Search Engine Blind Test

saintamh.org / Search Engine Blind Test

From September 2009 to August 2012, I used as my everyday search engine a little script that fetched results from several search engines and merged them into a single list. The page didn't show which results came from which engine, and tracked my clicks. This page shows some stats extracted from the click data, hoping to answer the question that kind of sparked the whole project, "which engine gives the best results?"

Clickthrough rates

This chart shows, for each search engine, how often I clicked on their results:

If an engine always returned off-topic results, I would never click on their results, and so their clickthrough rate would be 0. If an engine always returned results so relevant that every result I ever clicked had been returned by them (along with possibly other engines), then that engine's clickthrough rate would be 100%.

On the search results page was a button that would reveal the names of the search engines that eachg result originated from. The numbers here exclude those times when I opted to see the engine identifies, so as to keep the test "blind". I rarely select to see the engine names anyway, except when debugging this app itself.

Some engines were invoked fewer times either because I added them when the experiment was already ongoing, or because I stopped using them early.

Average rank

This chart shows the average rank, within the engine's result page, of the results that I clicked on.

Smaller values mean I tended to click on links that were closer to the top in that engine's results, higher values mean I tended to dig deeper in that engine's results.

User votes

Starting midway through the 3-year experiment, every search result had a "+" and a "-" link next to it that allowed me to flag results that stood out as noticeably good or bad. Again, I couldn't see which engine I was voting for.

Here are the tallies. The percentage indicates how often the search engine received an up- or downvote, relative to how many times that engine's results were shown.

An alternative way of scoring these votes is to give more weight to votes for results that are ranked higher. This seems intuitive: if for instance I downvote a link that was returned by two engines, and the downvoted link occupied the top position in engine A's results, but only the 30th position in engine B's results, then it sounds reasonable that more blame should go to engine A than to engine B: it's not so bad to return irrelevant links in 30th position as it is in the top position.

In the chart that follows, each value is the sum, for all votes on links returned by that engine, of the inverse of the rank that the engine gave to the link. So for instance in the previous example, the downvote would add a full negative point to the tally for engine A, but only 1/30th of a point for engine B.

Engine correlation matrix

Each of these charts shows, for the given engine, the percentage of results returned by that engine that I clicked on that were also returned by each of the other engines.

So for instance the "Google" chart has 64.89% in the "DuckDuckGo" column, that means that 64.89% of the results that I clicked that had been returned by Google had also been returned by DuckDuckGo.

Conclusion

The results have been pretty consistent over time: Google emerges as the clear winner no matter how you measure it. Their results are more relevant and complete than any other engine's.

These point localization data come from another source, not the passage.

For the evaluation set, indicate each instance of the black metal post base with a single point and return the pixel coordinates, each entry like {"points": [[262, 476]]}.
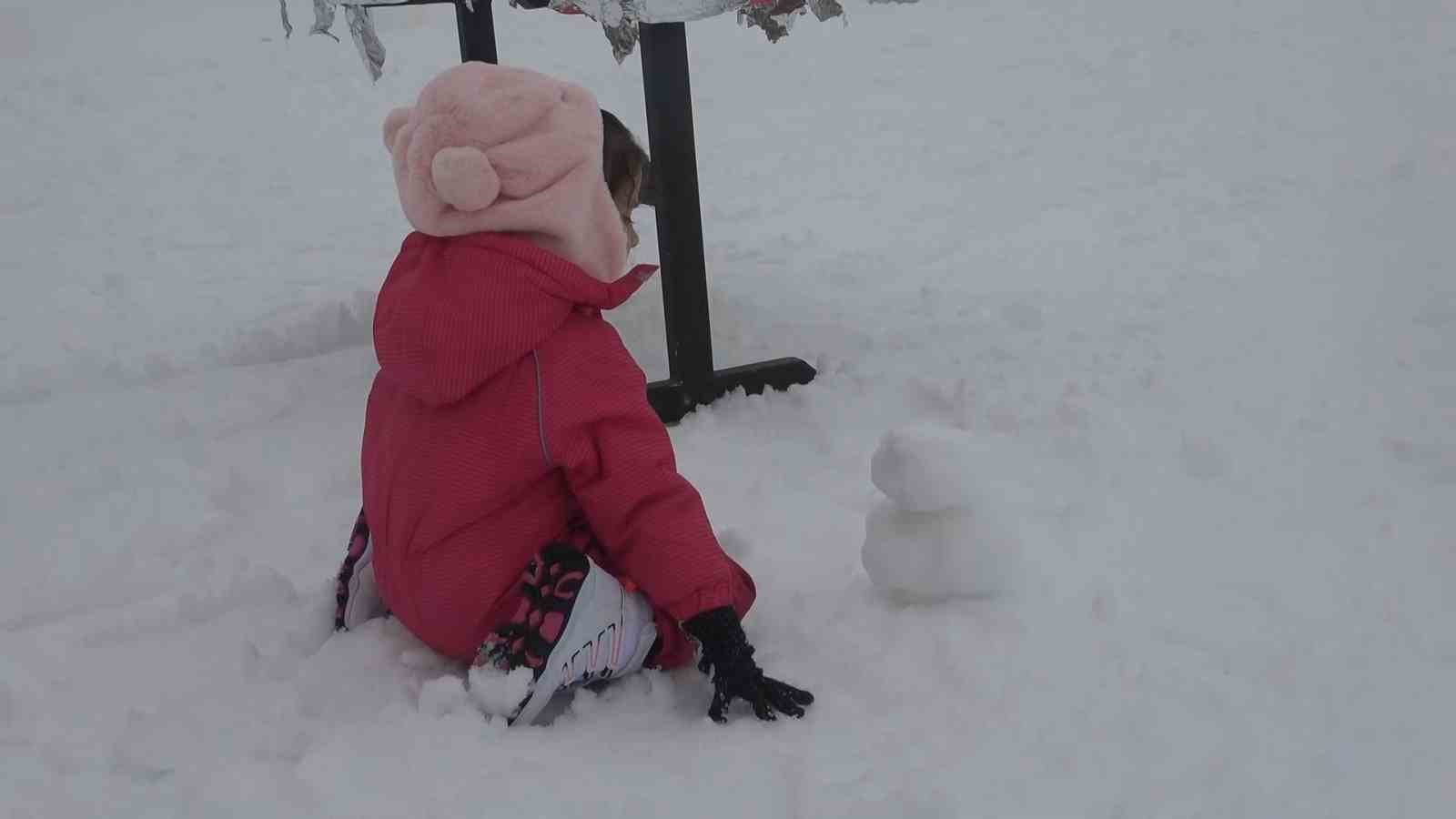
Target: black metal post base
{"points": [[674, 399]]}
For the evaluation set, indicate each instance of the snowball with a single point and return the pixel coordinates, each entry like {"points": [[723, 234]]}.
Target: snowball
{"points": [[925, 468], [499, 693], [925, 557]]}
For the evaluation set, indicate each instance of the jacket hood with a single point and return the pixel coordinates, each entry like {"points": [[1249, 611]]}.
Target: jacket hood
{"points": [[456, 310]]}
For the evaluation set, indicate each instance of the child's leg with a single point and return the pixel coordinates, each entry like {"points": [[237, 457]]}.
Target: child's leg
{"points": [[572, 624], [357, 595]]}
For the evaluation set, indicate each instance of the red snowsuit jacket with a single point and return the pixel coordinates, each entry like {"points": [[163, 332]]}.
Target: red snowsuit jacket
{"points": [[504, 407]]}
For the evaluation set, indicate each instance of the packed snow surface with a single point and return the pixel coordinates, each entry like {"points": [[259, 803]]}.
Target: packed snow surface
{"points": [[1187, 263]]}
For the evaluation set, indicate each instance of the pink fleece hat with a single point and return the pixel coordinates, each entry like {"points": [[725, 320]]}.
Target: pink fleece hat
{"points": [[509, 150]]}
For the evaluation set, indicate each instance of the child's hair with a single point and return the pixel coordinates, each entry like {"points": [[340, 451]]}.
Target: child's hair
{"points": [[622, 157]]}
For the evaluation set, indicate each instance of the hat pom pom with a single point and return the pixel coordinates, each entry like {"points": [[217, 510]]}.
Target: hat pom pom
{"points": [[465, 179], [393, 123]]}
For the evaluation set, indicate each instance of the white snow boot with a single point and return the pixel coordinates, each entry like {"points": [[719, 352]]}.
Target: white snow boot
{"points": [[579, 627]]}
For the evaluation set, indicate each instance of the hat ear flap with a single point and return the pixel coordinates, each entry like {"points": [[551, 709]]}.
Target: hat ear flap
{"points": [[393, 121], [463, 178]]}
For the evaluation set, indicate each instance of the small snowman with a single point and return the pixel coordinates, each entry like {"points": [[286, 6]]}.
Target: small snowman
{"points": [[935, 537]]}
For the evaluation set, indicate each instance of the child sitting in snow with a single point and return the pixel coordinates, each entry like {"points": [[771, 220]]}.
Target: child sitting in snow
{"points": [[523, 497]]}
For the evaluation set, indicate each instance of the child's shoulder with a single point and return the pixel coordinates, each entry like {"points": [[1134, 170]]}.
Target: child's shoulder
{"points": [[589, 347]]}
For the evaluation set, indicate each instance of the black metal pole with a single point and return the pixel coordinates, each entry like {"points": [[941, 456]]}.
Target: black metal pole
{"points": [[679, 215], [477, 31]]}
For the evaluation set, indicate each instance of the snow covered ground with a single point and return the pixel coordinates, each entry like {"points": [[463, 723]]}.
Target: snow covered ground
{"points": [[1184, 267]]}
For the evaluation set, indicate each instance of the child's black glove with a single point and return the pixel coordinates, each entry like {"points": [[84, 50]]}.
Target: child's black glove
{"points": [[728, 656]]}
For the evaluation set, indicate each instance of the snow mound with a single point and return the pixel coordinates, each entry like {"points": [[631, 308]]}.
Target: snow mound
{"points": [[499, 693], [925, 468], [936, 538]]}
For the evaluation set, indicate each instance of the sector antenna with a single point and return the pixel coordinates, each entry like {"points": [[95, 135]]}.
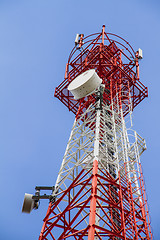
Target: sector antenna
{"points": [[99, 192]]}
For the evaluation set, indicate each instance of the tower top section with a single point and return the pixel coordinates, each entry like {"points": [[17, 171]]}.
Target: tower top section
{"points": [[115, 62]]}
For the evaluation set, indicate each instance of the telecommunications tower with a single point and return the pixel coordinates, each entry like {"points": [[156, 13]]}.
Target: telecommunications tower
{"points": [[99, 192]]}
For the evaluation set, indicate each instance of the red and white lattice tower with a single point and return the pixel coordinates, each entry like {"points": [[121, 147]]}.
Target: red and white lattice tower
{"points": [[99, 192]]}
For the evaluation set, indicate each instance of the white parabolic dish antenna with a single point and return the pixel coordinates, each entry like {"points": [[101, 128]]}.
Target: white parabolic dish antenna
{"points": [[85, 84]]}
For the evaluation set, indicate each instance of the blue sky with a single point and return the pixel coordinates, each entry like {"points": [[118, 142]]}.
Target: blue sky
{"points": [[36, 38]]}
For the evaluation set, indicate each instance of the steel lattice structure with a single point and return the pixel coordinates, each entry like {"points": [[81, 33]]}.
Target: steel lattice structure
{"points": [[99, 192]]}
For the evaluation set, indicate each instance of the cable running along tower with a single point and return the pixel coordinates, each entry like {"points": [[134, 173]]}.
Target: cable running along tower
{"points": [[99, 192]]}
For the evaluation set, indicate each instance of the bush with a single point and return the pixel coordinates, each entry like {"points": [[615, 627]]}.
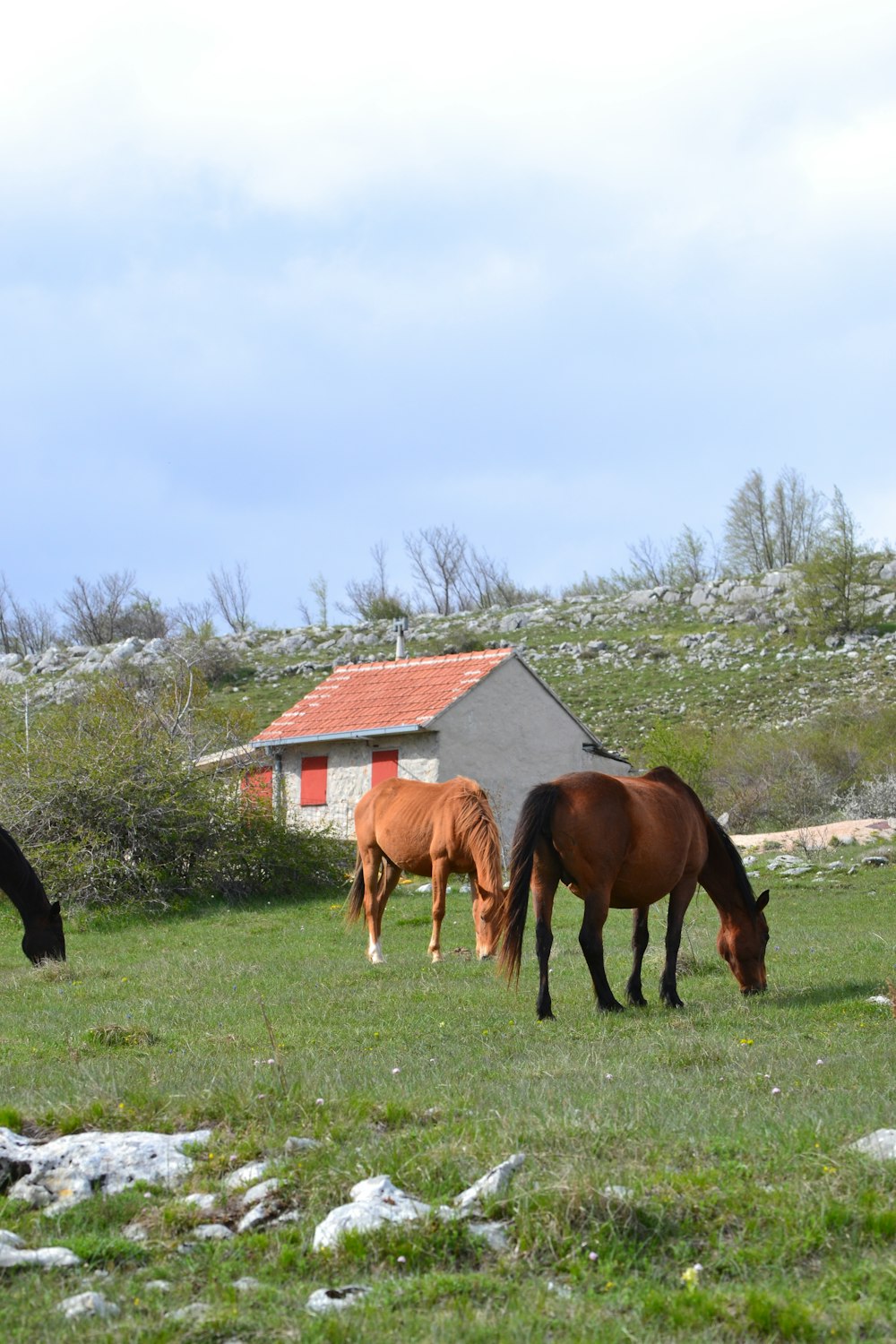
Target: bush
{"points": [[684, 749], [769, 785], [872, 797], [104, 797]]}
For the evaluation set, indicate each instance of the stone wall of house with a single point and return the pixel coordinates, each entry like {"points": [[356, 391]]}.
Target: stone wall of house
{"points": [[349, 776], [509, 733]]}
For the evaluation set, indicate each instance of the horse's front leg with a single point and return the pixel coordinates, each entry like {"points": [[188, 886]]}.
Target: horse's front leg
{"points": [[640, 938], [591, 943], [484, 935], [678, 902], [440, 887]]}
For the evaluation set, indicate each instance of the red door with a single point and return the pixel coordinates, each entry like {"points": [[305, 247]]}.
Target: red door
{"points": [[314, 785], [383, 766]]}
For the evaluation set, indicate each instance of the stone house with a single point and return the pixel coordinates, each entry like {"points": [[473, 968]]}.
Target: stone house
{"points": [[484, 714]]}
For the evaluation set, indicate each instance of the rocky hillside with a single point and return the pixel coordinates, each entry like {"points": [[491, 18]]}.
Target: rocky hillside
{"points": [[719, 655]]}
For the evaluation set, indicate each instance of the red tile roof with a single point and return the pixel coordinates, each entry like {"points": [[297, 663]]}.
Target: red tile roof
{"points": [[374, 696]]}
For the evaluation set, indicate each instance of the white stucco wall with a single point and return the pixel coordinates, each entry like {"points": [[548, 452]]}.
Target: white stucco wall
{"points": [[509, 733], [349, 774]]}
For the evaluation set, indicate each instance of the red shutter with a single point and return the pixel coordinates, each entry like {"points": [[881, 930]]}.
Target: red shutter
{"points": [[258, 785], [383, 766], [314, 781]]}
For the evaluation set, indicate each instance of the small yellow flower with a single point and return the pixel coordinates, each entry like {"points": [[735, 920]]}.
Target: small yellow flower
{"points": [[691, 1277]]}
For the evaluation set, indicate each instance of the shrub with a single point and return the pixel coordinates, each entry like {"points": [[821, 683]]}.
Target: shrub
{"points": [[104, 797], [684, 749], [872, 798]]}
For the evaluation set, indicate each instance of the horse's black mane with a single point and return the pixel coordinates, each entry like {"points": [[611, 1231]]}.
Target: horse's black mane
{"points": [[737, 865]]}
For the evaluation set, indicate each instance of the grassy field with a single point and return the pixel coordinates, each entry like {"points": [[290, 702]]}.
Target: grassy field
{"points": [[728, 1124]]}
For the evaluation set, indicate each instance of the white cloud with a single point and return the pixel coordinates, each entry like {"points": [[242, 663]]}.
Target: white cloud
{"points": [[699, 118]]}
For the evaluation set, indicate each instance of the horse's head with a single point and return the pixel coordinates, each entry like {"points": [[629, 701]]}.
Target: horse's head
{"points": [[742, 943], [45, 938], [487, 909]]}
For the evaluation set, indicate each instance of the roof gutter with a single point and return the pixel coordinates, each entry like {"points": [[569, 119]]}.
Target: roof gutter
{"points": [[360, 736]]}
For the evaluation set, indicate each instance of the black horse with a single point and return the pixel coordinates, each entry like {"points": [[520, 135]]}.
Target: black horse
{"points": [[43, 937]]}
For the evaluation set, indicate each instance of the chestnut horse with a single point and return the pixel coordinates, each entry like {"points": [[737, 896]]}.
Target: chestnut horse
{"points": [[433, 830], [624, 843], [43, 937]]}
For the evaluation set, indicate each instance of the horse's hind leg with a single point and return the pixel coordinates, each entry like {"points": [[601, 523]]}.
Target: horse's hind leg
{"points": [[440, 887], [546, 876], [591, 943], [375, 895], [640, 938]]}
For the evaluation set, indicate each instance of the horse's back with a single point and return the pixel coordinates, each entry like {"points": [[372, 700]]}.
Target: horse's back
{"points": [[635, 835], [410, 819]]}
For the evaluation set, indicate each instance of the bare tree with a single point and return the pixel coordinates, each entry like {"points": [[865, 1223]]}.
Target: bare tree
{"points": [[487, 582], [438, 559], [374, 599], [691, 558], [145, 617], [195, 618], [837, 577], [320, 590], [96, 612], [766, 530], [23, 629], [230, 590]]}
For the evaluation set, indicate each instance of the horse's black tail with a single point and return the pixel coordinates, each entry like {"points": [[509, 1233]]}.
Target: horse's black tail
{"points": [[357, 894], [535, 822]]}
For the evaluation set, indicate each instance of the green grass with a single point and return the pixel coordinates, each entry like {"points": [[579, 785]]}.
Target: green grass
{"points": [[174, 1023]]}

The engines complement each other quite well, however -- Bing often has relevant results that Google doesn't have, for instance. And 1 out of 4 results that I click didn't appear in Google at all.

Another interesting finding (not reflected in the data on this page) is that the quality of Yandex and Google results is slowly but surely improving all the time, while other engines seem more stable.

After 3 years of using that little script as my search engine I concluded that I would just use Google :)